Le Président de la République a annoncé dimanche soir dernier dans son allocution vouloir : « reconstruire une économie forte, écologique, souveraine et solidaire ». Qu’est-ce que cette reconstruction écologique et solidaire implique concrètement aujourd’hui et demain ? Comment nous donner véritablement les moyens de cette ambition ? « Gouverner, c’est choisir » disait Pierre Mendes France. Pour être à la hauteur de cette reconstruction écologique et solidaire qu’il a appelé de ses vœux, le chef de l’État doit aujourd’hui effectuer des choix forts. Trois au moins sont à nos yeux aujourd’hui essentiels. Assortir d’urgence les plans de soutien de l’Etat aux entreprises affectées par la crise de véritables contreparties écologiques et sociales (1). Orienter ensuite demain l’ensemble de la politique de soutien à l’innovation et emploi vers entreprises et secteurs qui souhaitent s’engager en faveur de la transition écologique et sociale (2). Repenser à terme de fond en comble la fiscalité des grandes entreprises en fonction de leur empreinte écologique (3).

1.Assortir les plans de recapitalisation des entreprises affectées par la crise de contreparties écologiques et sociales

Les millions d’euros d’argent public injectés dans l’économie pour faire face à la crise ne doivent pas reconduire le monde d’aujourd’hui mais esquisser celui de demain. De ce fait, ce serait une erreur que de vouloir totalement dissocier les plans d’urgence de la perspective de reconstruction écologique et solidaire qu’a esquissé le chef de l’Etat : le monde de demain ne se fera pas d’un coup de baguette magique mais se construit dès aujourd’hui. Les plans de soutien de l’État aux grandes entreprises en difficulté, qui se multiplient aujourd’hui, doivent donc être assortis de véritables contreparties écologiques et sociales.

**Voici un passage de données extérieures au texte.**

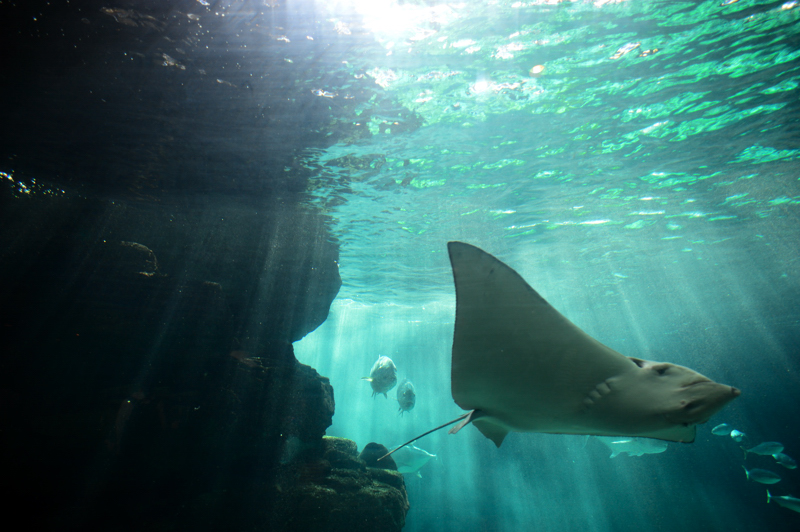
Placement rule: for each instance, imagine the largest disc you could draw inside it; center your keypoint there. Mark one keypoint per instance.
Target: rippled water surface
(638, 164)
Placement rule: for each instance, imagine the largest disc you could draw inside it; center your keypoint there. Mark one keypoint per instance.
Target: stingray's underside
(522, 366)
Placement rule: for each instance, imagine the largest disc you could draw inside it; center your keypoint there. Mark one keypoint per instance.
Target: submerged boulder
(338, 492)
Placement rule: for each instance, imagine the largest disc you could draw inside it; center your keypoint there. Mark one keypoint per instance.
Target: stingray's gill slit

Si l’ambition écologique affichée par le gouvernement est aujourd’hui forte, force est aujourd’hui de constater que le sérieux des contreparties exigées est dans les faits très discutable. En atteste par exemple la demande adressée au secteur aéronautique de travailler à la mise en service d’un avion vert à l’horizon 2035, un objectif dont la réalisation concrète est de l’avis des ingénieurs du secteur tout simplement impossible. Le discours présidentiel doit donc désormais s’incarner dans des choix forts et crédibles en matière de contreparties écologiques. De tels choix doivent s’inscrire dans un horizon de moyen terme et ne doivent pas pour autant conduire à sacrifier brutalement aujourd’hui les principaux secteurs pourvoyeurs d’emplois.

2.Réorienter demain l’aide publique à l’innovation et la politique de l’emploi en faveur de la transition écologique et sociale

Au-delà des plans de soutien dans le cadre de la crise, l’Etat doit investir sur les acteurs qui seront demain les fers de lance de cette reconstruction écologique et solidaire. Pour ce faire, la politique de soutien à l’innovation doit être repensée pour s’inscrire dans une véritable ambition écologique et sociale. A l’image du programme French Tech 120 qui mobilise des millions d’euros pour soutenir 120 entreprises prometteurs de la Tech, la politique de soutien à l’innovation en France néglige aujourd’hui encore complètement ces enjeux écologiques et sociaux alors qu’ils doivent justement être centraux. Pour être à la hauteur de cette ambition, ce changement de cap pourrait prendre la forme d’une Banque Publique de la Transition écologique et sociale pour soutenir ceux qui feront du monde de demain.